Modeling suggests that even a small dendritic voltage gradient in combination with voltage-gated channels could generate a robust DS signal in SAC dendrites (Hausselt et al., 2007). In another model it was proposed, that SACs generate a Cl− concentration gradient along their dendrites due to a differential distribution of Cl− intruders and extruders, and that this results in GABAergic input causing depolarization at the proximal and hyperpolarization selleckchem at the distal dendrite, respectively (for details see Enciso et al., 2010, Gavrikov et al., 2003 and Gavrikov et al., 2006). According to this model, the asymmetry in the effect

of GABAergic inputs leads to dendritic direction selectivity. Other than the voltage gradient model, the Cl− gradient model requires GABAergic input and therefore does not account for the finding that SAC responses remain DS in the presence of GABA receptor blockers (see below). Ultrastructural (Millar and Morgan, 1987) and

functional data (Zheng et al., Dasatinib in vivo 2004) indicate that mature SACs form reciprocal GABAergic synapses, which have been implicated in the computation of DS signals (e.g., Münch and Werblin, 2006). If a SAC is excited, it inhibits its neighbor—this in turn reduces the neighbor’s GABA release and in effect enhances the first SAC’s response. Such interaction may sharpen the DS contrast in neighboring SAC dendrites pointing in opposite directions (Lee et al., 2010 and Lee and Zhou, 2006). However, since GABA receptor antagonists do not abolish dendritic direction selectivity in SACs (Euler et al.,

2002, Hausselt et al., 2007 and Oesch and Taylor, 2010), it is unlikely that these interactions are essential for the SAC’s intrinsic DS mechanism.
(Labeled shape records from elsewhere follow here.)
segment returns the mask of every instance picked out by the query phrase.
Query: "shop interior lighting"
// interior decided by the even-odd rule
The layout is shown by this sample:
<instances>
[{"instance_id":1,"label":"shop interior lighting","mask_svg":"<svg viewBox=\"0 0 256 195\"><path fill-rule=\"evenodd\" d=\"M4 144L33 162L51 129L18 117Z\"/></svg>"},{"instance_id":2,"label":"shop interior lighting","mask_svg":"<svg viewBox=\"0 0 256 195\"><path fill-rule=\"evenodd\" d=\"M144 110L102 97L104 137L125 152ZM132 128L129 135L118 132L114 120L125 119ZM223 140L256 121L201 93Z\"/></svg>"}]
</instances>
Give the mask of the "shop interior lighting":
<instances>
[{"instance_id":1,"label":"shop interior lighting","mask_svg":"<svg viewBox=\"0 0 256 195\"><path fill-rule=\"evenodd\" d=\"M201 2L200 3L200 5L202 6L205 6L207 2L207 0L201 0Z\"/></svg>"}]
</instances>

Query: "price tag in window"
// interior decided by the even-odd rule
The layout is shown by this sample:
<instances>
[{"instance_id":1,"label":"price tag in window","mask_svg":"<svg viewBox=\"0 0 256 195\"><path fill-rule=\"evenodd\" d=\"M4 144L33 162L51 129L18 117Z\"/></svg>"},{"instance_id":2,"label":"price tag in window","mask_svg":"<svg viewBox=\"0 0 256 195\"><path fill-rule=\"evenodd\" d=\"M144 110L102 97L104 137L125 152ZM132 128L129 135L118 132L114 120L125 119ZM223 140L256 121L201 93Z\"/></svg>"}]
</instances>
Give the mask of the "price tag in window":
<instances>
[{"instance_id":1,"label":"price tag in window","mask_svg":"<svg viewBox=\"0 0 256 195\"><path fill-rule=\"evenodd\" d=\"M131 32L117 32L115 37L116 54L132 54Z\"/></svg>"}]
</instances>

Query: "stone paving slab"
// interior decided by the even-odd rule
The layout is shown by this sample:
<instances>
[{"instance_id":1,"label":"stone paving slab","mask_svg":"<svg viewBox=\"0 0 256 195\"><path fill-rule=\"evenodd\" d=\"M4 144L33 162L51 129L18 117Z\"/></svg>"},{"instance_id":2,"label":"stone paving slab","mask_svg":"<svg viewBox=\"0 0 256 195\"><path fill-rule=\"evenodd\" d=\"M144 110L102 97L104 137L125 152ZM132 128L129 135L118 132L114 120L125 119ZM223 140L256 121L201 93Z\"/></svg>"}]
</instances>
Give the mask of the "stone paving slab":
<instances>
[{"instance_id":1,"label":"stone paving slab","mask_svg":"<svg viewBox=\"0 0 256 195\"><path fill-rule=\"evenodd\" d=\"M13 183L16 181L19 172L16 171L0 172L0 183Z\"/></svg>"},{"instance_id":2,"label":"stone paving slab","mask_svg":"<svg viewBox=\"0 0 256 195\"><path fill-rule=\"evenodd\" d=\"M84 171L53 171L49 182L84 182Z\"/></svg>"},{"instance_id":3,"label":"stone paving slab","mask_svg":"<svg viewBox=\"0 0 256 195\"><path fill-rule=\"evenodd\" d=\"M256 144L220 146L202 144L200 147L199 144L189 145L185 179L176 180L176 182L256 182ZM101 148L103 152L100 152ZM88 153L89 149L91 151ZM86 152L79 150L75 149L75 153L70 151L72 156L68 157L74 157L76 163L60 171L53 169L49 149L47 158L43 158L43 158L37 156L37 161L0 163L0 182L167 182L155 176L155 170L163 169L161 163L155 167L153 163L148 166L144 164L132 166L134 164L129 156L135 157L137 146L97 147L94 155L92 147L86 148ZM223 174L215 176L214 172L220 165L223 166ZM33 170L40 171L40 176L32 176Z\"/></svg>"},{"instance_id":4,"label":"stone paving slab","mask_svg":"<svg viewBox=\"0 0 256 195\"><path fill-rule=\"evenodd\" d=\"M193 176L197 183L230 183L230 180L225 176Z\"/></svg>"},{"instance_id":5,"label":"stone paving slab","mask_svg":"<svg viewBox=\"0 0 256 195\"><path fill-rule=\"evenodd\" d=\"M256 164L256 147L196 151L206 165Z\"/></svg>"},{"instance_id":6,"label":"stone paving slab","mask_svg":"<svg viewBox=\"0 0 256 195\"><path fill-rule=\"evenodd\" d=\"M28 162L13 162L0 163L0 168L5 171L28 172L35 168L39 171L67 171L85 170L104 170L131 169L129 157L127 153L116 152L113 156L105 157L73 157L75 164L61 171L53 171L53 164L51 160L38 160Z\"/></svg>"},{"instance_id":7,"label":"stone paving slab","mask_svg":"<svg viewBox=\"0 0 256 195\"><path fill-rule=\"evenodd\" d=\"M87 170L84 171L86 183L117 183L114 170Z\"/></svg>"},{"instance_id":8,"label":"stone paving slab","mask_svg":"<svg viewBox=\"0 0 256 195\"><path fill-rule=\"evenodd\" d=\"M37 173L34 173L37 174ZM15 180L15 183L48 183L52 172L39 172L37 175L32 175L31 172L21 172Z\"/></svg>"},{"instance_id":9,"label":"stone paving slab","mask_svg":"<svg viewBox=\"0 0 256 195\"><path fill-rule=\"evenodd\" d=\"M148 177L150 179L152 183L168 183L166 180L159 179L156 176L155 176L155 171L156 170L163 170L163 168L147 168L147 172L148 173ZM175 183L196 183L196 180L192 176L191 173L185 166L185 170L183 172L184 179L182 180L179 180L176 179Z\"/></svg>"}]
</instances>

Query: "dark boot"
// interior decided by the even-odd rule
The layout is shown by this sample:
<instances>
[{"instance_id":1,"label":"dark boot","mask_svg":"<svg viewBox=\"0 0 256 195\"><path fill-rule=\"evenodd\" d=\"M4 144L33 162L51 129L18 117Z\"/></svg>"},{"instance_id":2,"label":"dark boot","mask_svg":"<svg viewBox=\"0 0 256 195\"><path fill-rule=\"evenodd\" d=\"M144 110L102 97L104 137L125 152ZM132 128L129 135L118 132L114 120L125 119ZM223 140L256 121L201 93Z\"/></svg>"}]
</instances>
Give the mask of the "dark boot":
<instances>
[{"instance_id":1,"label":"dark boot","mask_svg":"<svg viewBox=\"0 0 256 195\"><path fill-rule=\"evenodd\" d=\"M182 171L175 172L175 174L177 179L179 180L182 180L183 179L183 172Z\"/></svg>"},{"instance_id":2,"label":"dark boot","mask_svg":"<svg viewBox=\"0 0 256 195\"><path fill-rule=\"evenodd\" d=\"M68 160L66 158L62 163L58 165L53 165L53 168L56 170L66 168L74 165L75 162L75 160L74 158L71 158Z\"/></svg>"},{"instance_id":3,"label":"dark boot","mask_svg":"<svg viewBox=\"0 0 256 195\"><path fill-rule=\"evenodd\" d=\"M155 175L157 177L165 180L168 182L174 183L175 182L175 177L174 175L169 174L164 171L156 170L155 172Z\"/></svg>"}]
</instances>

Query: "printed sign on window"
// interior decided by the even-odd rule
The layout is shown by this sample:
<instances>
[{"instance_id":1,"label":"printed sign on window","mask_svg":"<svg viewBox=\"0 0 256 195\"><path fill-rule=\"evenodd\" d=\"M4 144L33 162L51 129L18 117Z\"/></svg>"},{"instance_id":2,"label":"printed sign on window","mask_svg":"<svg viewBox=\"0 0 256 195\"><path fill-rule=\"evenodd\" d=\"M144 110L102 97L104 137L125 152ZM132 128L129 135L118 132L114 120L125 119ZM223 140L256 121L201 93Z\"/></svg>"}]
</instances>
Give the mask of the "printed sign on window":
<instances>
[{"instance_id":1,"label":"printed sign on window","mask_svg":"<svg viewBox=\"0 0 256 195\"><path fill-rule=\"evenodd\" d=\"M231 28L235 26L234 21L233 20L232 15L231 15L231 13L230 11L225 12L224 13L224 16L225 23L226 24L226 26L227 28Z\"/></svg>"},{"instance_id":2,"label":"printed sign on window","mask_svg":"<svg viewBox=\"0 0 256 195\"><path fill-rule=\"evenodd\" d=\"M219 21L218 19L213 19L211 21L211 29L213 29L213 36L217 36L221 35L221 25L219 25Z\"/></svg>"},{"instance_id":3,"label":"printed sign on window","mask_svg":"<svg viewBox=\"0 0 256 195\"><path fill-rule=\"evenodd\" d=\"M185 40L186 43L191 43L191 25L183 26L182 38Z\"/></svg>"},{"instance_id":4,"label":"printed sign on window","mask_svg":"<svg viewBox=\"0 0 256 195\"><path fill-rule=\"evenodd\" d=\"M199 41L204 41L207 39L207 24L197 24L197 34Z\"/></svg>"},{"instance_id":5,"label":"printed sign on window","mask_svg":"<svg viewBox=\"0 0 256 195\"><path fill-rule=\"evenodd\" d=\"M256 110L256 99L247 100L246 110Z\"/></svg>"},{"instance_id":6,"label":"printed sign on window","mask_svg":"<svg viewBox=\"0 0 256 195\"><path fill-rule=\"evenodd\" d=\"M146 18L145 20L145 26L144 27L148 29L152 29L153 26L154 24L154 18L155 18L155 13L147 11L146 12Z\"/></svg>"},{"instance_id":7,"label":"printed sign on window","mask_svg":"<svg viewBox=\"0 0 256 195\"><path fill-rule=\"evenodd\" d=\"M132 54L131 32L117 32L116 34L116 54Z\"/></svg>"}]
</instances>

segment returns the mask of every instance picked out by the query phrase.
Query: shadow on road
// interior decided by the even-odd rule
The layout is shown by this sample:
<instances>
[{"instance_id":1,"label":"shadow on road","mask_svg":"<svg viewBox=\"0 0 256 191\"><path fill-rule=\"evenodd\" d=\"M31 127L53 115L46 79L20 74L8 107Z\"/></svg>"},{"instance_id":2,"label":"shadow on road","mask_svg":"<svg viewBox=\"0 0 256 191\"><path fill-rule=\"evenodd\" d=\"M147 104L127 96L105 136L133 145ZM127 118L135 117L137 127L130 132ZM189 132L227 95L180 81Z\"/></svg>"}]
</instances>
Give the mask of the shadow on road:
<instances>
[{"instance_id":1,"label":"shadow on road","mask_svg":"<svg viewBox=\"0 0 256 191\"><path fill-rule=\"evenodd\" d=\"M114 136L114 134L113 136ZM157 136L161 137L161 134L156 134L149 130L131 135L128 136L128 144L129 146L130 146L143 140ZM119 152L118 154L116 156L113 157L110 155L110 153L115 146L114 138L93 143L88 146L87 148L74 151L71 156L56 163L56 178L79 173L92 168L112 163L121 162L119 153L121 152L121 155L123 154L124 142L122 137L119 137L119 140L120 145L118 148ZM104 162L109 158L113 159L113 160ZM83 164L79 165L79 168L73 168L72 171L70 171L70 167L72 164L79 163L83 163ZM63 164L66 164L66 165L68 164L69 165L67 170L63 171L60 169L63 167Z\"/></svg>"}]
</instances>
In addition to inhibition, DS ganglion cells receive DS excitatory input from bipolar cells (Fried et al., 2005). This tuning could arise from DS suppression of bipolar cell output by GABAergic amacrine cells (Figure 5E), which would explain why this excitatory DS pathway is eliminated by ADP ribosylation factor GABA receptor blockers (see The Role of Inhibition). Because ablating SACs abolishes ganglion cell DS responses (Amthor et al., 2002 and Yoshida et al., 2001), it is likely that SACs are involved in tuning bipolar cell output—if other amacrine cells were crucial, some residual direction selectivity after ablation would be expected. Besides glutamatergic excitation, DS ganglion cells also receive excitatory cholinergic input from SACs (reviewed in Vaney et al., 2001). Blocking cholinergic receptors in the presence of GABA receptor antagonists reduces the responses of DS ganglion cells independent of motion direction (Chiao and Masland, 2002), suggesting that cholinergic excitation provides motion-sensitive but not DS excitation (He and Masland, 1997). On the other hand, there is also evidence that this cholinergic input is DS (Figure 5C, Fried et al., 2005 and Lee et al., 2010).